Tips for Saving on Gas at the Pump and on the Road

The spring and summer are prime seasons to take a road trip — and no doubt some folks in our area already have their routes planned, their cars and campers ready and can’t wait to hit the open road after another long winter. Roadtrippers, however, face a challenge right now: Gas prices have never been higher in the United States.

Normally the price of gas climbs when summer fuel blends that reduce emissions are introduced in the spring. But last year, crude oil and gas prices failed to dip at all before the spring run up. Plus, right now, the war in Ukraine and sanctions on major oil exporter Russia, the accompanying global supply shortages and general inflation have caused gas prices to skyrocket.

There are many ways for you to save money on the overall cost of any road trip, including by adjusting your itinerary, where you stay and eat out, etc. But aside from that, there are simple ways to directly save money on gas.

Be Strategic

First, be strategic about where you fill up your tank. Gas prices have risen everywhere, but the retail cost of fuel can vary significantly, even at stations across the road from each other. Fuel prices also differ by region, state-to-state and within states. In Washington state, for example, drivers filling up in the Seattle-Tacoma metro area pay some of the highest gas prices in the country, but gas tends to be cheaper in central and eastern Washington.

There are always exceptions on the road. The price of gas is usually higher in a remote area that sees a big influx of seasonal tourists — such as a small gateway community to a national park or popular attraction. The reasons for local gas-price differences are complex, but the key point is that prepared road trippers can give themselves a choice to fill up where the cost is the lowest.

So, plan to fill your tank (or top up) in areas where the average cost fuel is cheaper. Go to AAA’s gas prices tracker page, which publishes the daily average cost of fuel by county. Mark out the area along your route where the average cost is lowest and aim to fill up there. Alternatively, check for the cheapest gas near you on the AAA Auto Club app. Plus, AAA members can receive a discount on gas at Shell stations.
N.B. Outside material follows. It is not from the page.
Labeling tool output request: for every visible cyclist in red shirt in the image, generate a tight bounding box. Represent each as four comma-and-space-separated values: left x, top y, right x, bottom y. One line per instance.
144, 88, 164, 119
Another way to save money on fuel is to buy regular gas. Most cars, SUVs and trucks run just fine on regular and gain no extra benefit from higher-cost premium fuels. In a 2016 study, AAA estimated that 16.5 million U.S. drivers annually unnecessarily purchase premium without gaining any measurable benefits in horsepower, fuel economy or emissions. Only use higher grades when it is recommended by the manufacturer.

Plan Your Route

Planning your route is another way to save money on gas. This is not to say that you should stay on the highway or take the most direct route to your destination. Part of the joy of road tripping is exploring back roads and small towns off the highway.

It is, however, possible to do back-road exploration while keeping fuel efficiency by planning your route ahead and understanding what attractions and sites you want to see. This holds true when you are about to embark on a day of running errands in the city. If you have several places to go, you’ll save money on fuel if you plan a logical route where you will hit each store or location in order rather than doubling back and making several side trips in traffic.

Use this same concept in planning your road trip: It is more efficient to visit attractions and sites when you reach them on the route. AAA can help here as well. Check out TripTik, which provide numerous tips, maps and places of interest on classic road trips —all along with gas prices.

It is also wise to avoid driving at peak traffic travel times or during the hottest part of the day. As the temperature rises outside, you are much more likely to crank up your air conditioning.

Car Maintenance

The condition of your car and tires greatly affects fuel efficiency on the road. Most newer vehicles do not require frequent tune-ups, but you should maintain your vehicle by the manufacturer’s recommendations to get optimal fuel performance and avoid problems on the road.

One inexpensive way to save money on fuel, however, is to keep your tires properly inflated, says Kelly Just, public relations manager for AAA Washington.

“Anything that is wrong with your car can contribute to a drop in fuel economy or lead to a breakdown, but inflating your tires is probably the easiest thing you can do to improve fuel economy,” Just says.

Underinflated tires have increased rolling resistance that reduces fuel economy. The tires can also overheat and blow out. So, proper tire inflation is important not only for saving money on fuel, but for safety on the road.

Slow Down

Driving habits can have a big impact on fuel efficiency. Drive the speed limit. On the highway, aerodynamic drag causes fuel economy to drop significantly as speeds increase above 50 mph. In addition, while on a highway, consider using cruise control when appropriate. This feature can improve fuel efficiency; however, never use cruise control on slippery roads. And, of course, try to avoid using air conditioning as much as possible if you want to save money on fuel.

Avoid so-called “jackrabbit” starts and hard accelerations in stop-and-go traffic and at lights. Studies suggest that aggressive driving involving rapid accelerations and braking lowers fuel economy by 15% to 30% at highway speeds and 10% to 40% in stop-and-go traffic.

Fuel efficiency improves with smooth accelerations between stops, as automatic transmissions can upshift into higher gears sooner, reducing engine rpm and saving fuel. Plus, avoid leaving your car idling. If you expect to sit at one location for more than 60 seconds, consider turning the engine off.

One last tip can save a tremendous amount of money on fuel: Hit the road in your most fuel-efficient vehicle. If a gas-guzzling truck or SUV shares space in your garage with a fuel-efficient car or a hybrid, take the smaller car or hybrid on the road trip. If you don’t own a fuel-efficient vehicle, consider renting one for your trip.

The one silver lining of higher gas prices is that it may convince more drivers to adopt better driving and planning habits that will save money and make their road trips safer— and, regardless of the global fluctuations in oil prices, AAA offers many tips and advice on how to save money on fuel, keep your car well maintained and make road tripping fun and safe.